Un momento con mi padre

A Ismael Farrach

He querido compartir en el Día del Padre mi nostalgia, tal vez así se aligere su peso y su prisión, que llena y abarca la memoria. ¿Qué es la memoria?, ¿los recuerdos?, ¿el pensamiento? Son tantas imágenes que forman parte de la experiencia de la vida, y un momento que está conmigo en la eternidad de lo que la mía dure, será mi padre a mi lado, dándome seguridad, confianza y sobre todo amor sin sobreprotegerme. Hoy evoco las pecas en sus antebrazos, su linda sonrisa y el brillo de sus ojos; su mano derecha en el timón y con la izquierda saludando a sus amigos, mientras me cantaba en los caminos, yendo a comprar la carne de la semana y en las rutas a una finca relatándome cómo él veía mi futuro y alimentando la fuerza que según él estaba en mí y en mis sueños.
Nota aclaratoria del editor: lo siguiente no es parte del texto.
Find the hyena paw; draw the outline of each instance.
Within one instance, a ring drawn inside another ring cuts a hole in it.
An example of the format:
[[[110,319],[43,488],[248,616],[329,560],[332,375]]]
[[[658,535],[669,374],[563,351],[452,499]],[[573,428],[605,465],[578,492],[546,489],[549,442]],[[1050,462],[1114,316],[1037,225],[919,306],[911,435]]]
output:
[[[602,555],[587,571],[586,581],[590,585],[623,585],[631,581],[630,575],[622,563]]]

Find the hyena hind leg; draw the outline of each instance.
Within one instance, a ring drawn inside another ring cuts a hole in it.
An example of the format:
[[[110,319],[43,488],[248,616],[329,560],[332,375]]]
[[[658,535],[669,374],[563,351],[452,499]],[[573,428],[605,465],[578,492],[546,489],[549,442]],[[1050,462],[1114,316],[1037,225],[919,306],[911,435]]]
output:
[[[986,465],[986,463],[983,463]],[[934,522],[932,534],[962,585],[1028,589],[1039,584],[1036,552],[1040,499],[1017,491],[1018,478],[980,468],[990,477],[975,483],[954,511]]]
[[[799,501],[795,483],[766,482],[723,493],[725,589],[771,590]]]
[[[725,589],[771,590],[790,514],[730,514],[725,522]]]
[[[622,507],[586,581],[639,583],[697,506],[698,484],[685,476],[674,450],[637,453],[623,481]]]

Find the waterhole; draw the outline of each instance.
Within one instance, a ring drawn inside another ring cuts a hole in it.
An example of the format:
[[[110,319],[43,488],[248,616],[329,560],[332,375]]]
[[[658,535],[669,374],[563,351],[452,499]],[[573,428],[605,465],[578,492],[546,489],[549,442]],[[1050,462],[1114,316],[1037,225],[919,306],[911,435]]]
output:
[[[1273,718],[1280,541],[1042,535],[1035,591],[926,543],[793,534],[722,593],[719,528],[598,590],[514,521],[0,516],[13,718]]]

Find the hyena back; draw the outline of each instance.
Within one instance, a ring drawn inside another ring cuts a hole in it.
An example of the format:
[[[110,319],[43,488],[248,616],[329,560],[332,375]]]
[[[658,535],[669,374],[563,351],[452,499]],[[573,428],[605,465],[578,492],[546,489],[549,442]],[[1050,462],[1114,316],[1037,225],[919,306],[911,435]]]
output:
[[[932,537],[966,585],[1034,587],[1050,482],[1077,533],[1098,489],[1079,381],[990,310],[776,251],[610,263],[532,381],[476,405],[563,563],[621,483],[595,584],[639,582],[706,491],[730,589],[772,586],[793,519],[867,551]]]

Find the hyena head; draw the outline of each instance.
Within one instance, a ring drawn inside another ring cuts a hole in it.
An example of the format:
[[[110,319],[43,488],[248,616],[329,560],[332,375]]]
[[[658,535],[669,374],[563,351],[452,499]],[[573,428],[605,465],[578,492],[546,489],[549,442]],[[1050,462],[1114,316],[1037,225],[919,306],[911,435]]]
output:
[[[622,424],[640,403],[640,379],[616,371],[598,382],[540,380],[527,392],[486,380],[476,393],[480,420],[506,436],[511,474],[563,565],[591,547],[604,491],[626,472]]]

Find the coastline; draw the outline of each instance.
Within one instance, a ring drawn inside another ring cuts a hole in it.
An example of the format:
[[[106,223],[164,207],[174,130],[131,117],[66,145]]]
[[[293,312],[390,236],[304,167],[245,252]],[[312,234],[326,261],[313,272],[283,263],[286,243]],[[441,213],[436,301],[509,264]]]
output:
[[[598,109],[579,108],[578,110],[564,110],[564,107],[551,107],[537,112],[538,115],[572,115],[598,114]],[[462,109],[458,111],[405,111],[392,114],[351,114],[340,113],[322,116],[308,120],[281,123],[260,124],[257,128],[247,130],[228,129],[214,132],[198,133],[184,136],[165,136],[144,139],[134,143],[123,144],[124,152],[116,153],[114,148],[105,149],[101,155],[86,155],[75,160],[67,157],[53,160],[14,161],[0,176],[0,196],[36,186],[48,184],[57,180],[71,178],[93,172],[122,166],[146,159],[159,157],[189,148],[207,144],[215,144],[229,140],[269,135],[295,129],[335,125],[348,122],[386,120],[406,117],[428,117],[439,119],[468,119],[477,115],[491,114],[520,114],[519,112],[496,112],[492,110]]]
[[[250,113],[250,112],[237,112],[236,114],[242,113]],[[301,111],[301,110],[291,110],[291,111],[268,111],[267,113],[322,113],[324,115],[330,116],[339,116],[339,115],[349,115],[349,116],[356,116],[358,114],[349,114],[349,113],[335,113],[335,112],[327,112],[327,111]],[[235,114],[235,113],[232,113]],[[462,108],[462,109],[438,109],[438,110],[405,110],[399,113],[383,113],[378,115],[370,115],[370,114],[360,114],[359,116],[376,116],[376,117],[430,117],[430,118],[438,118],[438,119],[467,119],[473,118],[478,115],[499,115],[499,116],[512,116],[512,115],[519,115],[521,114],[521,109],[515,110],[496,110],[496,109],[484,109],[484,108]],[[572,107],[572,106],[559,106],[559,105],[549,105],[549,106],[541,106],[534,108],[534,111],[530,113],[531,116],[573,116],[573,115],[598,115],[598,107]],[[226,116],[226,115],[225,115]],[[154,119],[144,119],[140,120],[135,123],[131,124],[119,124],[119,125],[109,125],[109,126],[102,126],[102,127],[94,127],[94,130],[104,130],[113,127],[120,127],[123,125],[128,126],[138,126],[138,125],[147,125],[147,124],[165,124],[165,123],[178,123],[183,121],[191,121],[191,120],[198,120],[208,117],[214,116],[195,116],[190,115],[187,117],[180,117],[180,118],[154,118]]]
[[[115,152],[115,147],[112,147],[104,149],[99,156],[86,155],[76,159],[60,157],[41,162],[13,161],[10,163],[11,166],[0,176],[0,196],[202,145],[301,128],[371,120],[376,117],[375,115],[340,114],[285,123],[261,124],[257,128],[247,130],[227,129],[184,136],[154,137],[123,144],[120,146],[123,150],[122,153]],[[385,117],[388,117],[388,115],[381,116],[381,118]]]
Era él un soñador empedernido, y un buen hombre en el balance de sus aciertos y errores. Me sentí a su lado siempre feliz, siempre. Y debo darle gracias a Dios por haberlo conocido, ha sido lo mejor que me ha pasado. Me veo a su lado, tan pequeña de unos 8 años quizás, buscando arco iris, lo veía tan recio, tan fuerte que pensé era eterno, y ya no está aquí, pero él vive en mí. Hace 8 años desapareció físicamente, no escucho su voz, ni su guitarra, leyendo sus poemas; y sobre todo sus palabras de apoyo. Pero cada día lo recuerdo y creo que los padres siempre están con nosotros, por lo que fueron y porque somos la prolongación de ellos, o por lo menos rasgos suyos quedan aquí.

Siento que él reposa ya. Su enfermedad bastante sufrimiento le causó, y es este escrito un pequeño homenaje al hombre que dejó a mi familia y a mí: amigos imborrables, bellos recuerdos, un nombre, y sobre todo, ganas de amar, tan intensamente como él lo supo hacer.